A music license agreement is a contract between the creator of the music and a third party to exchange his composition for consideration, which gives a right to the third party to publish or distribute the music in various forms.

  • Research and Development Agreement

Such agreements are entered between a company with any individual or organization for conduction research and development of an idea, goods, or services. The company or the university includes assignment clauses to assign any IP developed to itself.
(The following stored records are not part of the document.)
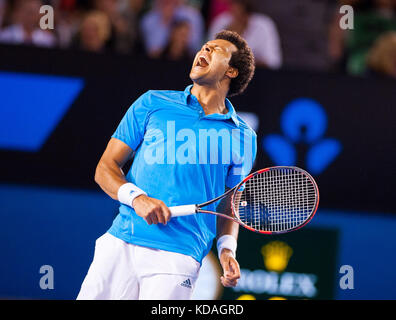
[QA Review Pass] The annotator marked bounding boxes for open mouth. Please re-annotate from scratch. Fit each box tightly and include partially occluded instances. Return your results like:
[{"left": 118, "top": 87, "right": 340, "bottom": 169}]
[{"left": 196, "top": 56, "right": 209, "bottom": 68}]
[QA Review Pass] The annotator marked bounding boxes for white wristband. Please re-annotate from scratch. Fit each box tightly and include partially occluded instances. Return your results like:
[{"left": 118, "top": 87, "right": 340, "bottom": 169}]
[
  {"left": 217, "top": 234, "right": 237, "bottom": 260},
  {"left": 117, "top": 182, "right": 147, "bottom": 208}
]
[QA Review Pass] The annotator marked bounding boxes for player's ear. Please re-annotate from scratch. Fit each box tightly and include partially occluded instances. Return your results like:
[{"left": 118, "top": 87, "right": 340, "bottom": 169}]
[{"left": 226, "top": 67, "right": 239, "bottom": 79}]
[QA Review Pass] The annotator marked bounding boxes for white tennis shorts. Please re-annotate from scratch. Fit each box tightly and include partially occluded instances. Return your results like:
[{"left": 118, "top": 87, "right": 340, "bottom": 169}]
[{"left": 77, "top": 233, "right": 200, "bottom": 300}]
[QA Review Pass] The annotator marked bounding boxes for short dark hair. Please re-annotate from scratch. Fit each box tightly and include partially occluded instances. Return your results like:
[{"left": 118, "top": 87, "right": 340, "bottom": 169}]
[{"left": 215, "top": 30, "right": 256, "bottom": 97}]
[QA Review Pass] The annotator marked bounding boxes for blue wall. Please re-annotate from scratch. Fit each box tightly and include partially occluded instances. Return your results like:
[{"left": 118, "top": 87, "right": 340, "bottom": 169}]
[
  {"left": 0, "top": 185, "right": 396, "bottom": 299},
  {"left": 0, "top": 185, "right": 118, "bottom": 299}
]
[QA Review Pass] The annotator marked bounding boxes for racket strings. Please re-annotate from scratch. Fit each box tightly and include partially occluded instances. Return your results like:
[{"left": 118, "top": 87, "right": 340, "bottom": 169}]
[{"left": 234, "top": 168, "right": 317, "bottom": 232}]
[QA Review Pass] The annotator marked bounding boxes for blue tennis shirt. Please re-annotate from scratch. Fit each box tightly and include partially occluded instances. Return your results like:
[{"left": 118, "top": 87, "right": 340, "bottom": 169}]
[{"left": 108, "top": 85, "right": 257, "bottom": 263}]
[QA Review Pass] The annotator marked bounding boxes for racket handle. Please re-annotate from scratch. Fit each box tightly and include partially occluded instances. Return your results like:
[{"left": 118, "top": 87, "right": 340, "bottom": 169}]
[{"left": 169, "top": 204, "right": 197, "bottom": 217}]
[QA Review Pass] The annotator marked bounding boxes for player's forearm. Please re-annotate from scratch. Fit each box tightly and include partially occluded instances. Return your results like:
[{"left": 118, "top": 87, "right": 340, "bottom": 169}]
[
  {"left": 217, "top": 217, "right": 239, "bottom": 240},
  {"left": 217, "top": 196, "right": 239, "bottom": 239},
  {"left": 95, "top": 160, "right": 127, "bottom": 200}
]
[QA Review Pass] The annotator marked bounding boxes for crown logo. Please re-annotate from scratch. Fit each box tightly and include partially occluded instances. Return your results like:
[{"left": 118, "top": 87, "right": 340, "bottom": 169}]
[{"left": 261, "top": 241, "right": 293, "bottom": 273}]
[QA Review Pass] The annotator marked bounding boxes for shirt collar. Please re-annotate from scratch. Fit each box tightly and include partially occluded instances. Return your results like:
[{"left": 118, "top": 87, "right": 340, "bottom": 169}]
[{"left": 184, "top": 84, "right": 239, "bottom": 127}]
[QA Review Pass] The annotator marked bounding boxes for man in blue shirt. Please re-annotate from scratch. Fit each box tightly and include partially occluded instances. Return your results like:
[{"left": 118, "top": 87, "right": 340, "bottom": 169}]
[{"left": 78, "top": 31, "right": 256, "bottom": 299}]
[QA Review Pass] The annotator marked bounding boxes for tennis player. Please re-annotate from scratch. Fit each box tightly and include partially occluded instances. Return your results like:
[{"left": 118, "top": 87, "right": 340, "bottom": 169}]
[{"left": 77, "top": 31, "right": 256, "bottom": 300}]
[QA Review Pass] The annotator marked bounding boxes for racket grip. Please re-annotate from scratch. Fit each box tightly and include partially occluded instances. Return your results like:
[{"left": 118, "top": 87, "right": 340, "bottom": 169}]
[{"left": 169, "top": 204, "right": 197, "bottom": 217}]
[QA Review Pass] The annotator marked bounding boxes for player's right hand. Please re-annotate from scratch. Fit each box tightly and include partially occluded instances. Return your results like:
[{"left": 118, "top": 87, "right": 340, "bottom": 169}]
[{"left": 133, "top": 195, "right": 171, "bottom": 225}]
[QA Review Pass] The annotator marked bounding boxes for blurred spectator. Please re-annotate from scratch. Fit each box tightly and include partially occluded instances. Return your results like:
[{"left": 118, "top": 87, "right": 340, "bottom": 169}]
[
  {"left": 255, "top": 0, "right": 337, "bottom": 71},
  {"left": 94, "top": 0, "right": 137, "bottom": 53},
  {"left": 209, "top": 0, "right": 282, "bottom": 69},
  {"left": 367, "top": 32, "right": 396, "bottom": 79},
  {"left": 161, "top": 20, "right": 192, "bottom": 61},
  {"left": 141, "top": 0, "right": 204, "bottom": 57},
  {"left": 73, "top": 11, "right": 111, "bottom": 52},
  {"left": 50, "top": 0, "right": 83, "bottom": 48},
  {"left": 0, "top": 0, "right": 56, "bottom": 47},
  {"left": 329, "top": 0, "right": 396, "bottom": 74}
]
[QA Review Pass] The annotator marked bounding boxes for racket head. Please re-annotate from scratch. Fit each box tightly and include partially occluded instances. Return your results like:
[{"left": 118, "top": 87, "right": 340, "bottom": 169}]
[{"left": 231, "top": 166, "right": 319, "bottom": 234}]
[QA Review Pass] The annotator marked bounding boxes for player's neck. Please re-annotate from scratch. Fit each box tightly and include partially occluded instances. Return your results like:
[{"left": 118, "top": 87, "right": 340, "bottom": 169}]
[{"left": 191, "top": 83, "right": 228, "bottom": 115}]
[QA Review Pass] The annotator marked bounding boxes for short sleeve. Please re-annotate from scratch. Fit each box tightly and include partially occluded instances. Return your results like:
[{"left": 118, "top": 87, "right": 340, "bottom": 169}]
[
  {"left": 111, "top": 92, "right": 149, "bottom": 151},
  {"left": 226, "top": 131, "right": 257, "bottom": 188}
]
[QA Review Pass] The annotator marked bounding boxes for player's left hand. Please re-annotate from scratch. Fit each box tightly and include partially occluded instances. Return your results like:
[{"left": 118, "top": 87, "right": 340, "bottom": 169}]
[{"left": 220, "top": 249, "right": 241, "bottom": 287}]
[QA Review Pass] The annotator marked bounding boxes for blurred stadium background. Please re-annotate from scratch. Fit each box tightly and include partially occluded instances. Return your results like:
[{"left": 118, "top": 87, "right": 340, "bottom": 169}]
[{"left": 0, "top": 0, "right": 396, "bottom": 299}]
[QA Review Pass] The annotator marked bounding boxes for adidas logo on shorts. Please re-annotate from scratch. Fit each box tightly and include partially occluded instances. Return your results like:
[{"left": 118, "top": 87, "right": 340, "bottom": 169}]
[{"left": 180, "top": 278, "right": 191, "bottom": 289}]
Important Elements in IP Contracts

Contractual clauses should always be considered very carefully, but most contracts generally share the following important clauses (although the content of the clauses differs):

  • Duration of agreement
  • Services and commitments
  • Payment terms
  • Jurisdiction
  • Default events
  • Termination of the contract
  • Disclosure of information and data
  • Warranties and/or indemnities

Talking about IP contracts, in particular, the most important clauses to be included as best practices are:

  • Confidentiality and Non-Disclosure Provisions

Most contracts include at least one confidentiality or non-disclosure provision, and these provisions can be crucial to Intellectual Property Protection.  Sometimes confidential information is defined as part of the definition of IP; however, in many cases, confidential information is separately defined in these provisions and can include all or a portion of what is covered in the definition of IP.  If the scope of what is to be covered as confidential information is different than what is defined as IP, it may result in different obligations depending on the other terms of the contract. Another consideration is whether the confidentiality or non-disclosure provisions are one-way or two-way.  If it is one-way, this means that only one party is disclosing the confidential information to be protected, while a two-way provision contemplates that all parties to the contract may be disclosing the confidential information to be protected.

The scope of the non-disclosure obligation may differ from contract to contract, and it is vital to define it so that the parties know when a disclosure constitutes a breach and whether a breach can be cured. In most non-disclosure provisions, there are exceptions for independent (or prior) knowledge as well as the information that is public or later becomes public outside of the disclosures made according to the contract.

  • Indemnification

IP indemnification can be a way of holding a seller responsible for breaches of IP representations and warranties. These types of breaches may not be the only matters for which indemnification may apply in a contract as in contracts where IP may not be the main focus – the IP-related indemnification provisions sometimes can be overlooked in the negotiations, which can be problematic if a claim later arises. Negotiations related to IP indemnification should include addressing the scope and survival of indemnification.

  • Ownership of IP

The contract must be clear in indicating who shall be the owner of the IP, which is being used or continuously created throughout the relationship. 

  • Documentation and Record of Intellectual Property

Sophisticated contracts may specify a mechanism to record the IP that is created throughout the relationship so that it is specifically identifiable. The same facilitates better valuation of the IP in the future and also expands the opportunities to monetize such property.